I guess I am skeptical that a "star" rating could ever be meaningful for Github projects. Frankly, the whole thing seems like a bust regardless if you have a thousand reviews; what kind of meaningful information could you get from a thousand reviews all talking about different versions, different use cases, different kinds of "quality"?

However, for the majority of long tail projects that might have a couple pages worth of reviews, it would be useful feedback, and the project owner could address each review individually with ease.


It may make sense to provide much more weight to the latest N reviews, and a lot less to older, but still to add them into the mix. So your past will weight as well but you can correct your problems and get a better average review.


I like this idea. Software changes over time, so I always have to double-check the date when reading other people's reviews. Especially if the software is developed at a very fast rate, such as Redis.

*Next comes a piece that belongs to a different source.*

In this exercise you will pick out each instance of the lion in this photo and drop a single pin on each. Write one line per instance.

Another option would be to provide a history of average star ratings, similar to the 52-week activity graph. Then people would be able to see, for example, that most reviews have turned positive since the v2.5 release, etc. Tie reviews to versions and/or commits, and allow people to post another review after X weeks, so that the same person can post different reviews of different versions of the same program.


There could also be something like a time-to-live for a review; say after half a year the mark disappears and you can/should rate the project anew at based on current state.

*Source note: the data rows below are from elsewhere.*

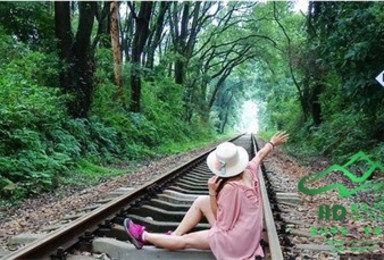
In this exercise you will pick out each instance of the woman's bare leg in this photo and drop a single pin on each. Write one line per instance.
(200, 208)
(196, 240)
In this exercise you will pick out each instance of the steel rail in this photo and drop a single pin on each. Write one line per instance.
(67, 236)
(273, 239)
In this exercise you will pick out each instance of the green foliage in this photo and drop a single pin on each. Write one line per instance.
(29, 22)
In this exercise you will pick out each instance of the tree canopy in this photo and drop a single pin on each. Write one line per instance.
(110, 81)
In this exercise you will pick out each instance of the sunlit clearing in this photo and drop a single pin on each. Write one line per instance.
(249, 121)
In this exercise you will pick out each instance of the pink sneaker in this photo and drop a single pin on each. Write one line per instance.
(135, 233)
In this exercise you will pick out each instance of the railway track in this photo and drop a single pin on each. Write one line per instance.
(159, 204)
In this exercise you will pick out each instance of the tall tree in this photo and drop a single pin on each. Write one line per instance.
(76, 55)
(139, 39)
(117, 56)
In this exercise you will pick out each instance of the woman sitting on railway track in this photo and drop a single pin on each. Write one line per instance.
(233, 208)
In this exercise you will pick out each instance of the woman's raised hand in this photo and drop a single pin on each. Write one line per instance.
(279, 138)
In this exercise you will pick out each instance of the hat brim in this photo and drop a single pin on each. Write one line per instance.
(232, 170)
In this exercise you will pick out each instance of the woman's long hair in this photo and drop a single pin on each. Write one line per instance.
(225, 180)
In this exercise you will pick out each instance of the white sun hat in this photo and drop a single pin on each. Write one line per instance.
(228, 160)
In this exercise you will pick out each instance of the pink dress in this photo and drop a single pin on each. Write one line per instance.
(238, 229)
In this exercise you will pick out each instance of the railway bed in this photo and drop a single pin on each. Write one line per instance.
(98, 233)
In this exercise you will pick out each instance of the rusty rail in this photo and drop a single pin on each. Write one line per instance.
(273, 239)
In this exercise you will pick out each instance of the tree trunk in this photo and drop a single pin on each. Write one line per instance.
(180, 45)
(157, 34)
(65, 40)
(140, 37)
(76, 56)
(117, 57)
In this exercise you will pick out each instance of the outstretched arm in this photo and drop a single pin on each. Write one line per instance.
(277, 139)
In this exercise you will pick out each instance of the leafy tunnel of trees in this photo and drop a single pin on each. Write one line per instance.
(110, 81)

I like this idea. I've often found projects that are useful or interesting, and clicking a "Follow" button doesn't seem like a fitting action. Ratings would let the community reward good developers and let the not-so-good developers know what they're doing wrong.

To give more "weight" to the system, GitHub users could have their average project ratings displayed on their profiles, and rankings / leaderboards could be generated. Users could receive badges, maybe: "Documenter of the Month — March 2011", etc.


One-to-five rating systems have many problems--gaming, relevance decay, shifting the economic incentive to focus on getting the rating/karma up which may or may not have a correlation to creating value. The only star rating system that I've seen that's actually useful to a consumer is Amazon--but Amazon deals with finished, immutable works and products, not evolving, living software, where every single individual rating becomes stale with the next commit.

To address what antirez needs--an at-a-glance, summary assessment of the quality of the project--github could provide a standard rating of a number of dimensions. Project followers, recentness of commits, forks, merge history, code analytics, presence of tests, volume and activity on documentation, etc. This is still subject to gaming, but here's how you fix that: allow each github user to express their own values/constants for the various measures, and allow you to assess any project based on what that user values: "What would antirez say about a project with no documentation, lots of downstream forks, great testing coverage?" Now you've introduced a trust metric, correlating values of people you trust with projects you might be interested in.

Think OKCupid meets GitHub, with bulk rating of projects rather than potential mates.


How about letting us 'un-watch' a project until a specified bug is resolved?


I think this makes a lot of sense, but it'd be a bit complicated to do it well.

One thing I'd want is the for the older votes to carry less weight. For example, if one of my projects gets voted way down due to lack of documentation, I'd want a documentation effort to be able to counter those votes that may come from people who don't come back to adjust them.


I wouldn't mind if there was a way for people to review my code. I might not need star ratings, but maybe a way for someone to make a case why doing something different or the same way would be a good idea. In terms of value I would see something more along the lines of something of more of a 'discussion'.

It's also interesting for people to be talking about testing on this thread. There might be some good points made but you might miss the point/concept that was posed in by the OP.


I'd rather that Ohloh implemented something like this.